The distinguishing factor for this compound comes down to careful control at every stage. Time in production has taught us that raw material quality and the way we manage solvents define the repeatability of each lot. Years ago, we struggled through batches that crystallized unpredictably or refused to dissolve as needed—it cost us real money and customer trust. Through hard-earned adjustments in monitoring temperature and pH, tweaking our purification protocol, and steering away from over-oxidation, we raised purity to a range that nearly always exceeds 99%. Our in-house analytical chemists run HPLC and NMR before final release—not due to paperwork, but because it heads off expensive rework for downstream partners.
Our standard model of 1,3-dimethyl-6-aminouracil fits the most common synthetic requirements, offered as a fine white to off-white crystalline powder. Molecular formula C6H8N4O2, with an average molecular weight of 168.2. Particle size control keeps settling and mixing straightforward in most settings—key for partners running continuous batch processes or pilot-scale production. Moisture levels stay consistently below 0.5%, thanks to low-humidity drying protocols that our technical team refined after battling caking during longer shipping times. Our close management of residual solvents and strict sieving give clients confidence for GMP routes, where consistency beats over-optimization.
We do not rely on off-the-shelf raw stock. Instead, sourcing teams—people with a decade or more in our business—work directly with upstream producers. That reduces exposure to inconsistent intermediate quality, which once caused some costly project delays. In our labs, we sample and test all inputs before the first reactor kicks off. If a batch doesn’t meet profile, we reject it on the spot. These checks feel burdensome at times but pay off when every container lands on a client’s loading dock matching agreed specs.
Most differences between uracil derivatives emerge in the plant, not the catalogue. Unlike alternatives such as unmodified uracil or mono-methyl versions, 1,3-dimethyl-6-aminouracil holds its own under harsher conditions. Its solubility in polar solvents like dimethyl sulfoxide and N,N-dimethylformamide streamlines reflux or coupling processes. Our customers in active pharmaceutical ingredient manufacturing see cleaner conversions with less byproduct formation due to stable amine and methyl groups. Fewer cleanup steps mean less solvent use, less re-work, and better margins.
Some manufacturers overlook the knock-on effects of batch-to-batch variability. We learned this lesson the hard way years back, after a series of spotty lots triggered recall-worthy color discrepancies in dye intermediates. Since then, our QA process zeroes in on even minor visible and assay differences, flagging any drift before a shipment leaves the warehouse. Over time, our operators and QC specialists have turned quality control from a compliance exercise into a point of pride—these aren’t abstractions, but material improvements we see in repeat orders and fewer complaints.

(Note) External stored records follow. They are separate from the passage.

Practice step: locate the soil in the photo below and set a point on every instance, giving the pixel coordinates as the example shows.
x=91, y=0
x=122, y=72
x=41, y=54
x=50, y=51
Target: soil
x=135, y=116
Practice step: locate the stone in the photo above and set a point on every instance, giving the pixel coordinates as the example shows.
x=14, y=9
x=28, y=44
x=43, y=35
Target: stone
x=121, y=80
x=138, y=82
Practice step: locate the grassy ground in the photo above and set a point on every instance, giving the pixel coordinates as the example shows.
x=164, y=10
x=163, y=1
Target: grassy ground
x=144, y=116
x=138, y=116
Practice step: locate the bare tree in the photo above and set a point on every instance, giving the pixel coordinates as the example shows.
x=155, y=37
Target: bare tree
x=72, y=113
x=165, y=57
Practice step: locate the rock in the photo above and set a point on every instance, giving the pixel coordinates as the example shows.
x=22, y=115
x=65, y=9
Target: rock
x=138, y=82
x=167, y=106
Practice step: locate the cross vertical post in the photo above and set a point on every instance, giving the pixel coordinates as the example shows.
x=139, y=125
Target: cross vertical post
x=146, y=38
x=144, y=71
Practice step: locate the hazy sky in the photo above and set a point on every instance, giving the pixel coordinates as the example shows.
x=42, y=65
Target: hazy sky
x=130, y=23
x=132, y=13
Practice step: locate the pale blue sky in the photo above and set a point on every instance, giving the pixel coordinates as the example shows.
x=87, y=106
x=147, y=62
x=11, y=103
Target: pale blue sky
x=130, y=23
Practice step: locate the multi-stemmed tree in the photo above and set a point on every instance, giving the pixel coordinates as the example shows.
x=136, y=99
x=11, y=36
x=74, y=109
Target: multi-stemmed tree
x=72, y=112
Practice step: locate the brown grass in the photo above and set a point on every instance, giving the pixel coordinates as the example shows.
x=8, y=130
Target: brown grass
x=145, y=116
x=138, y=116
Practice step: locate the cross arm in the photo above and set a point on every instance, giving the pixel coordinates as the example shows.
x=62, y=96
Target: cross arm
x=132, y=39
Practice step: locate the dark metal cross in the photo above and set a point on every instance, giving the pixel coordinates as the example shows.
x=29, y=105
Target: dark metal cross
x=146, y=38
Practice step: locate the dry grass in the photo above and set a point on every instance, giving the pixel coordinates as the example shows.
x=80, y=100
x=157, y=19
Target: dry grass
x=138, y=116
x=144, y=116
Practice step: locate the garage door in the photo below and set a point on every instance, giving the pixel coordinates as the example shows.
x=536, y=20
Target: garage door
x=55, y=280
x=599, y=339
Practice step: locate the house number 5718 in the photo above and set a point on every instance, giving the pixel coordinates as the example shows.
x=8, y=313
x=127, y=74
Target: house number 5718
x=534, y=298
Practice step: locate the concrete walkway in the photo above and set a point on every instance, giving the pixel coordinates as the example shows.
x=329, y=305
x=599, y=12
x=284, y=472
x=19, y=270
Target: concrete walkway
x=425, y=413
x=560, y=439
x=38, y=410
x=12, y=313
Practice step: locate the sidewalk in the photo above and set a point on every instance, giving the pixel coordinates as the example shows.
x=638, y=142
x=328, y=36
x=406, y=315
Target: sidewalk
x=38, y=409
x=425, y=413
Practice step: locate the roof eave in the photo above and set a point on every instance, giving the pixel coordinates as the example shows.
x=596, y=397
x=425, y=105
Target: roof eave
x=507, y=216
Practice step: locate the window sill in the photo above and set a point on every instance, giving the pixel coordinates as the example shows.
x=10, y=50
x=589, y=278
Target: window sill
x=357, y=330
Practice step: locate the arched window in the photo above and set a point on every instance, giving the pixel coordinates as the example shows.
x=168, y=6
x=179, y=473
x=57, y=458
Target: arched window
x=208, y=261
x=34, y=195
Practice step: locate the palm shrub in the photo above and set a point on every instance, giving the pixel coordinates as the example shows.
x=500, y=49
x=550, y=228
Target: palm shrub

A big practical distinction reveals itself in storage and handling. 1,3-dimethyl-6-aminouracil keeps shelf stability in standard sealed drums. We don’t see the same degradation or clumping over time that sometimes plagues mono-methyl analogs. That lets our logistics partners move smaller or larger lots as client needs shift, without rushing to fill new orders or worry about active loss.
Our technical support group, staffed by veterans who have worked both on the shop floor and in the lab, fields questions fast—usually from engineers or process chemists troubleshooting scale-up work. Knowing exactly how this compound reacts in both bench and full plant settings spares precious project time. We’ve consulted on everything from stepwise process design to material compatibility, and gathered more insight with each collaboration.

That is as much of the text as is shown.